Babel 6 was introduced on stage during EmberCamp London way back on 2015-10-29. However, Ember CLI and its ecosystem have continued to use the aging and nearly unsupported Babel 5. Babel 6 was a massive shift for Babel and the migration posed quite a challenge for ember-cli.

After much work, Babel 6 support has been added to Ember CLI internally and for newly generated projects (both applications and addons). The latest beta of ember-cli-babel@6 takes advantage of the new project.targets API along with babel-preset-env to allow applications to have significantly better control of exactly what is transpiled. babel-preset-env utilizes the caniuse and @kangax's ES6 compatibility database to know which features are available natively and which require transpilation. For example, with the proper targets configuration ember-cli-babel will no longer transpile const / let, () => { } functions, class, etc.

The work done in ember-cli-babel allows both ember-cli-babel@5 and ember-cli-babel@6 to coexist peacefully, so it is safe for addon authors to begin updating their internal ember-cli-babel dependency so that applications can take advantage of more of these babel@6 features.

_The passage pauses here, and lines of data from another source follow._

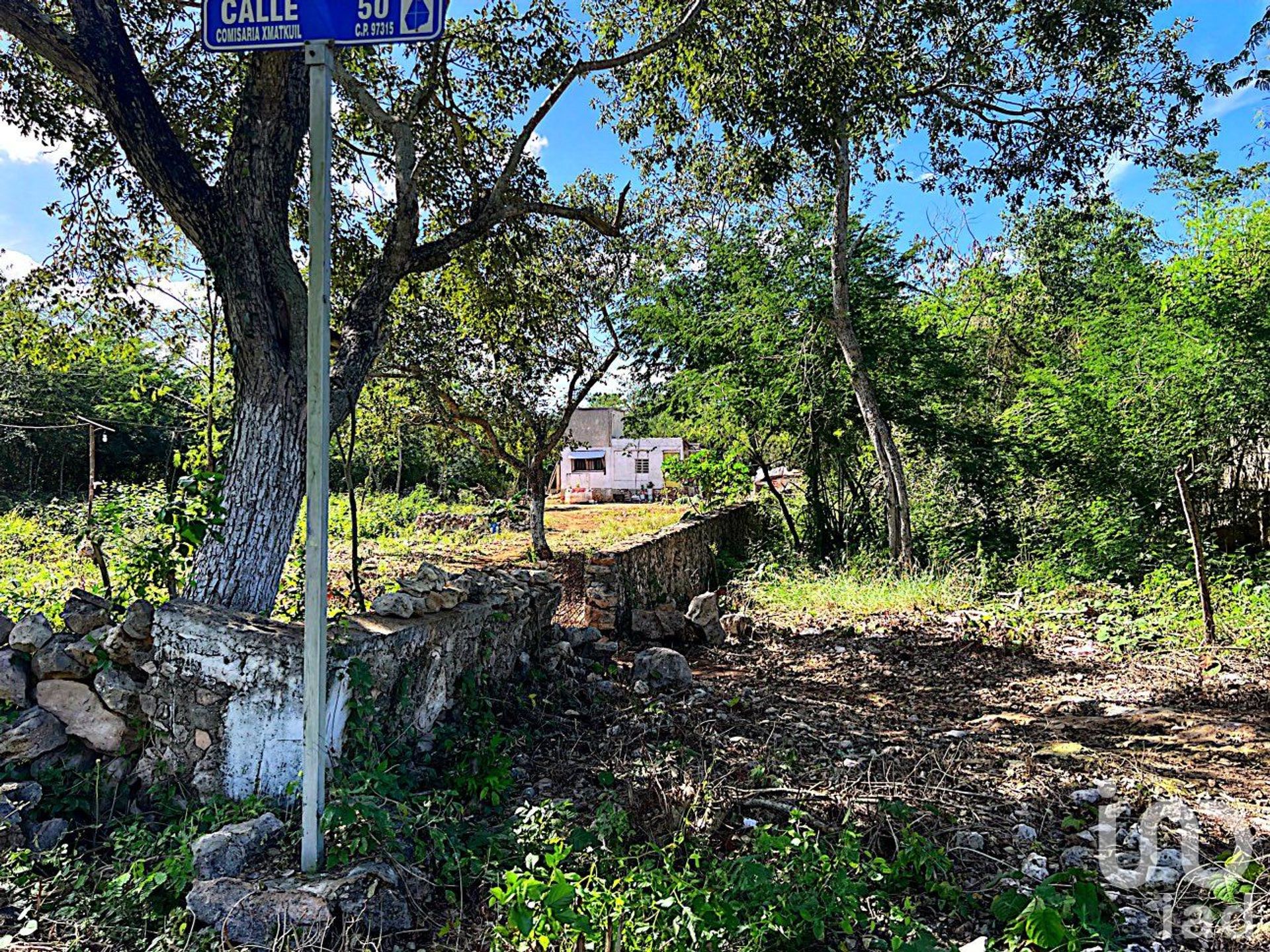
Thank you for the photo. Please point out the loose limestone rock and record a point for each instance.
(85, 648)
(704, 612)
(663, 669)
(83, 617)
(368, 899)
(139, 622)
(46, 836)
(54, 661)
(229, 851)
(665, 623)
(394, 605)
(738, 627)
(15, 679)
(255, 917)
(556, 656)
(16, 799)
(121, 648)
(83, 714)
(34, 734)
(117, 691)
(31, 633)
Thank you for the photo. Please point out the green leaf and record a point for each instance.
(1009, 905)
(523, 920)
(1046, 927)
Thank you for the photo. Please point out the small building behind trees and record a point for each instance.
(599, 464)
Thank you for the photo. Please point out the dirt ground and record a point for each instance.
(937, 712)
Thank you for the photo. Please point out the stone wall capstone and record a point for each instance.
(673, 564)
(225, 706)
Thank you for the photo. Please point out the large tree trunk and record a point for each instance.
(262, 495)
(536, 486)
(900, 533)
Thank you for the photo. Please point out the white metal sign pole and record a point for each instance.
(320, 58)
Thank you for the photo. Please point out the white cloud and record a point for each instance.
(1221, 107)
(1117, 168)
(535, 146)
(15, 266)
(28, 150)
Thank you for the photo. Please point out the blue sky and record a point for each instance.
(574, 144)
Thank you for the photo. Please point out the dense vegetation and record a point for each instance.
(1048, 433)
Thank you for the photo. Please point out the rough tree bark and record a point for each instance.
(1206, 597)
(900, 532)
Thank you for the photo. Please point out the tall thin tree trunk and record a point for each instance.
(400, 460)
(1206, 599)
(356, 562)
(900, 533)
(536, 488)
(211, 390)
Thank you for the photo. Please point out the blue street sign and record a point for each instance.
(280, 24)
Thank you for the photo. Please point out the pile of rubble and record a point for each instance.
(588, 652)
(78, 688)
(700, 625)
(432, 589)
(244, 891)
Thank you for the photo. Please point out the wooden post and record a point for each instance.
(1206, 599)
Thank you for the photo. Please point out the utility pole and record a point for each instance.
(320, 58)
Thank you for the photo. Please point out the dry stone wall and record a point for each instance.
(673, 564)
(225, 703)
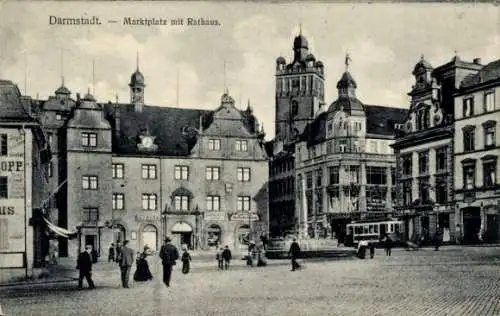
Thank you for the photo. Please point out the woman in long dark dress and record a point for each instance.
(142, 272)
(185, 261)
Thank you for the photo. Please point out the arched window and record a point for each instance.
(295, 108)
(149, 237)
(214, 236)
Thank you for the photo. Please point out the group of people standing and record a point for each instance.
(124, 256)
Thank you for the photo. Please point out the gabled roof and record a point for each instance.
(380, 120)
(12, 108)
(174, 129)
(488, 73)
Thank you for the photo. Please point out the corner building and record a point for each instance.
(24, 157)
(327, 166)
(476, 153)
(142, 172)
(345, 167)
(424, 150)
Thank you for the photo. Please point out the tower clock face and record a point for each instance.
(147, 142)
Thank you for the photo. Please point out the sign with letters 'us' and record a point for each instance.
(12, 233)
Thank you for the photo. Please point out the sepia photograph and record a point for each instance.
(249, 158)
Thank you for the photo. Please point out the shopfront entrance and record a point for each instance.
(214, 236)
(472, 224)
(182, 234)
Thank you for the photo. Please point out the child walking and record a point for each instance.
(185, 261)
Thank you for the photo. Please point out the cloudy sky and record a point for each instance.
(384, 41)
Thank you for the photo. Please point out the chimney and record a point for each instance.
(117, 120)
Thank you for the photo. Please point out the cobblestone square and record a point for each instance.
(452, 281)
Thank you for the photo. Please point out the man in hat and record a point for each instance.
(168, 255)
(126, 262)
(84, 264)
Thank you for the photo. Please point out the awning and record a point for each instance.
(181, 228)
(59, 230)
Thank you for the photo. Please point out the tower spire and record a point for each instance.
(347, 61)
(62, 67)
(25, 73)
(225, 83)
(177, 97)
(137, 61)
(93, 76)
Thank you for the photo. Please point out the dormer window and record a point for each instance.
(295, 108)
(468, 107)
(89, 139)
(241, 145)
(489, 101)
(214, 144)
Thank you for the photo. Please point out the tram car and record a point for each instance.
(374, 231)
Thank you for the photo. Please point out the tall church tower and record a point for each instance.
(137, 88)
(299, 91)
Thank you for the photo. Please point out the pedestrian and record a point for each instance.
(388, 245)
(372, 250)
(186, 258)
(220, 260)
(118, 257)
(294, 252)
(226, 257)
(127, 259)
(84, 265)
(438, 238)
(111, 253)
(168, 255)
(95, 255)
(142, 272)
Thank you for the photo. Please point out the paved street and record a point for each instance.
(453, 281)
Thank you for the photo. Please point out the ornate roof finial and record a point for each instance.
(225, 84)
(137, 61)
(347, 61)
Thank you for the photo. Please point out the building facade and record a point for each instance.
(476, 153)
(327, 166)
(141, 172)
(345, 167)
(424, 151)
(24, 155)
(299, 96)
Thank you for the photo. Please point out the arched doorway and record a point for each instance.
(150, 237)
(182, 234)
(214, 236)
(243, 237)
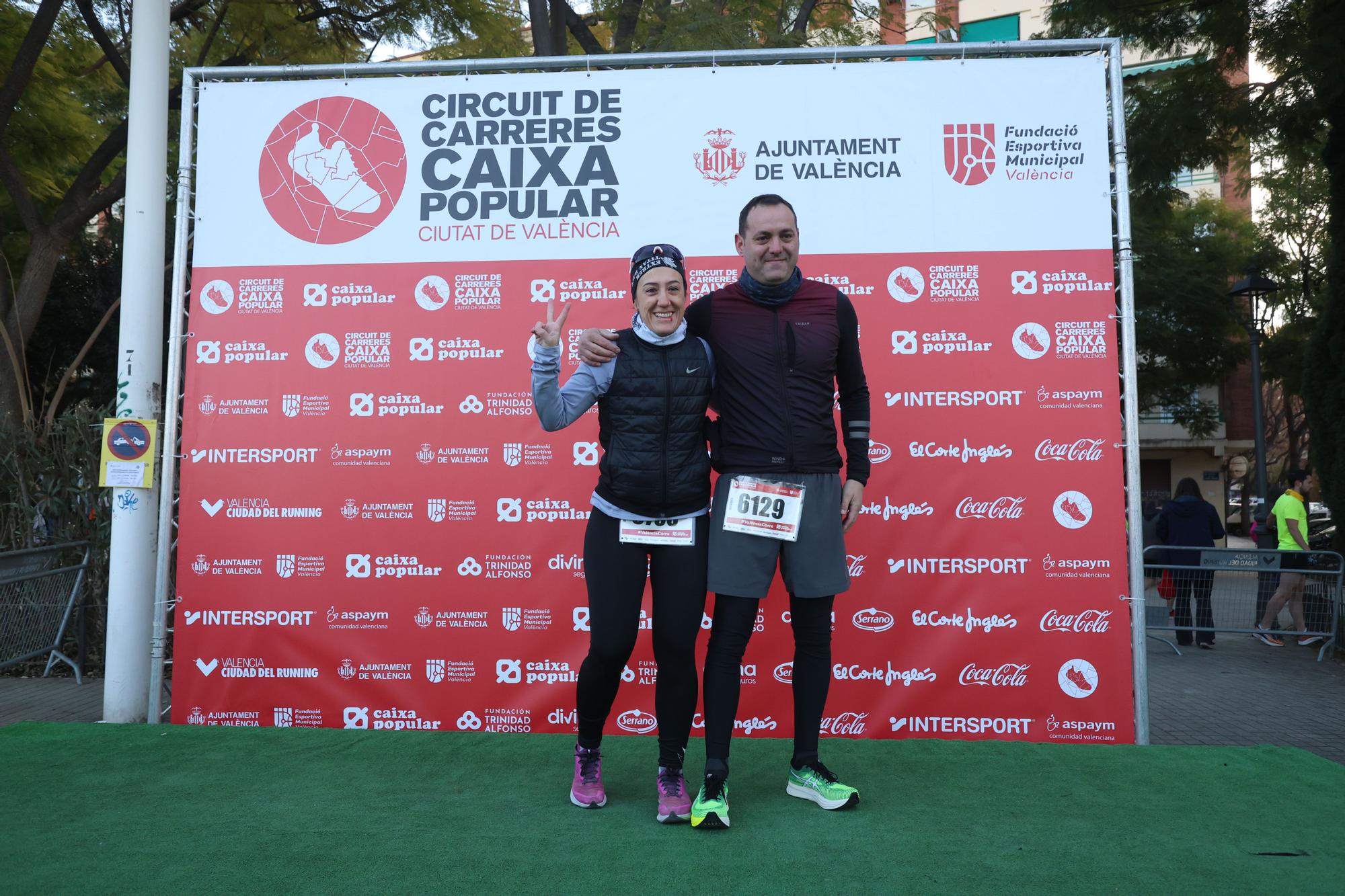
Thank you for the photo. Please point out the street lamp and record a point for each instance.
(1254, 317)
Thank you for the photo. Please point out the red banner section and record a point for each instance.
(377, 533)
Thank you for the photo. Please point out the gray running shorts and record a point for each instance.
(812, 567)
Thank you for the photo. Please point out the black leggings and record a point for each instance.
(615, 577)
(734, 622)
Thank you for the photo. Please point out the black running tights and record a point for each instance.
(734, 622)
(615, 577)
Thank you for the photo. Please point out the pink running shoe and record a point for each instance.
(587, 791)
(675, 802)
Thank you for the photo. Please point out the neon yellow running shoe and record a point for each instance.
(711, 809)
(818, 783)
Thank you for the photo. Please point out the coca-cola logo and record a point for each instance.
(874, 619)
(1078, 450)
(1003, 507)
(844, 724)
(1085, 622)
(1004, 676)
(637, 721)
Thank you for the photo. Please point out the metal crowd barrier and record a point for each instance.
(1227, 591)
(40, 588)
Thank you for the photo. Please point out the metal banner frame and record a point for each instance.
(1109, 48)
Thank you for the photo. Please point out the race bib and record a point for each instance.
(658, 532)
(765, 507)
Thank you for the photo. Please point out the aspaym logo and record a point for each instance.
(333, 170)
(969, 153)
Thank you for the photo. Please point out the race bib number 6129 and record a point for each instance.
(765, 507)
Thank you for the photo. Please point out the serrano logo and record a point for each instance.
(720, 162)
(969, 153)
(333, 170)
(874, 619)
(637, 721)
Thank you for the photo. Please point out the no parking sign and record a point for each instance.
(128, 452)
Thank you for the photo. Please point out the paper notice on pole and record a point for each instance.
(122, 473)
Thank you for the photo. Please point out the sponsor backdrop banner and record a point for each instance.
(377, 533)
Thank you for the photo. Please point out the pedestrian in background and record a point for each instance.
(1190, 521)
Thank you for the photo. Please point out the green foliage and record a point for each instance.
(1186, 327)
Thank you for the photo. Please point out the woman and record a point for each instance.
(649, 512)
(1191, 521)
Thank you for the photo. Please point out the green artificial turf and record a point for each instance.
(184, 809)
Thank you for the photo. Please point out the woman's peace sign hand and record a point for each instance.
(549, 334)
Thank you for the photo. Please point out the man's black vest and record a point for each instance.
(652, 428)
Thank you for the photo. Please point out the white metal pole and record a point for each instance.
(131, 576)
(177, 337)
(1130, 385)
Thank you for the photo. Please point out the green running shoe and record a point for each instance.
(711, 810)
(816, 782)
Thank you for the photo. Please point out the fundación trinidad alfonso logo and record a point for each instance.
(969, 153)
(720, 162)
(333, 170)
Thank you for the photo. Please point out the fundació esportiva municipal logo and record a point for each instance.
(969, 153)
(333, 170)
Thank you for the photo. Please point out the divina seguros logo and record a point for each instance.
(333, 170)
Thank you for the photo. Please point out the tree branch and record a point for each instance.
(215, 30)
(24, 204)
(626, 19)
(75, 365)
(103, 200)
(87, 182)
(110, 50)
(582, 33)
(341, 13)
(21, 72)
(801, 22)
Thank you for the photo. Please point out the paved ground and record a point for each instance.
(50, 700)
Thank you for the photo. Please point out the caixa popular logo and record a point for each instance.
(637, 721)
(388, 567)
(874, 619)
(333, 170)
(969, 153)
(720, 162)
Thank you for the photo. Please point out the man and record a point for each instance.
(783, 348)
(1289, 517)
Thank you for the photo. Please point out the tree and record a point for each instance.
(1186, 330)
(64, 106)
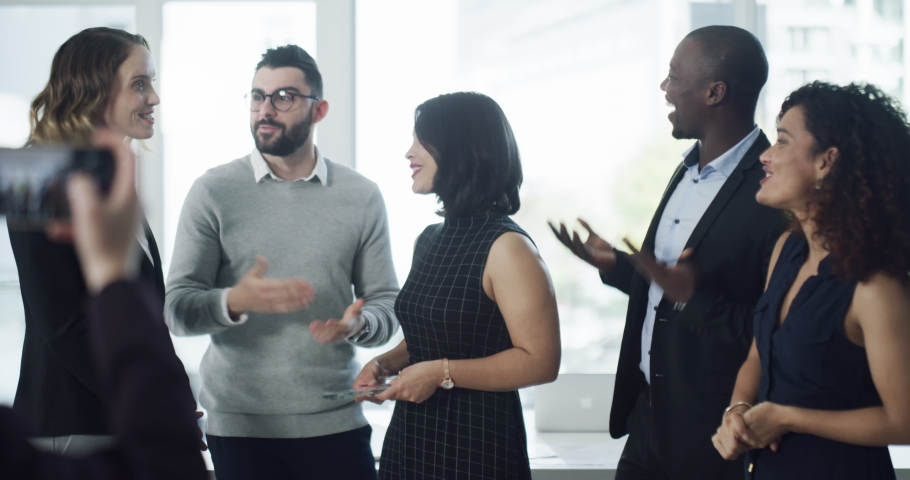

Please test your applications and addons with ember-cli-babel@6 and report any issues you encounter. Due to the large number of changes required internally, we would like a larger than normal beta testing base to ensure things are as stable as possible before 2.13.0 is released.

Other Notable Changes

  • bower.json is no longer included in a newly generated project.
  • Fix command interruption issues on windows.
  • Added filesToRemove property for custom blueprints.

For more details on the changes in Ember CLI 2.13.0-beta.1 and detailed upgrade instructions, please review the Ember CLI 2.13.0-beta.1 release page.

Thank You!

As a community-driven open-source project with an ambitious scope, each of these releases serve as a reminder that the Ember project would not have been possible without your continued support. We are extremely grateful to our contributors for their efforts.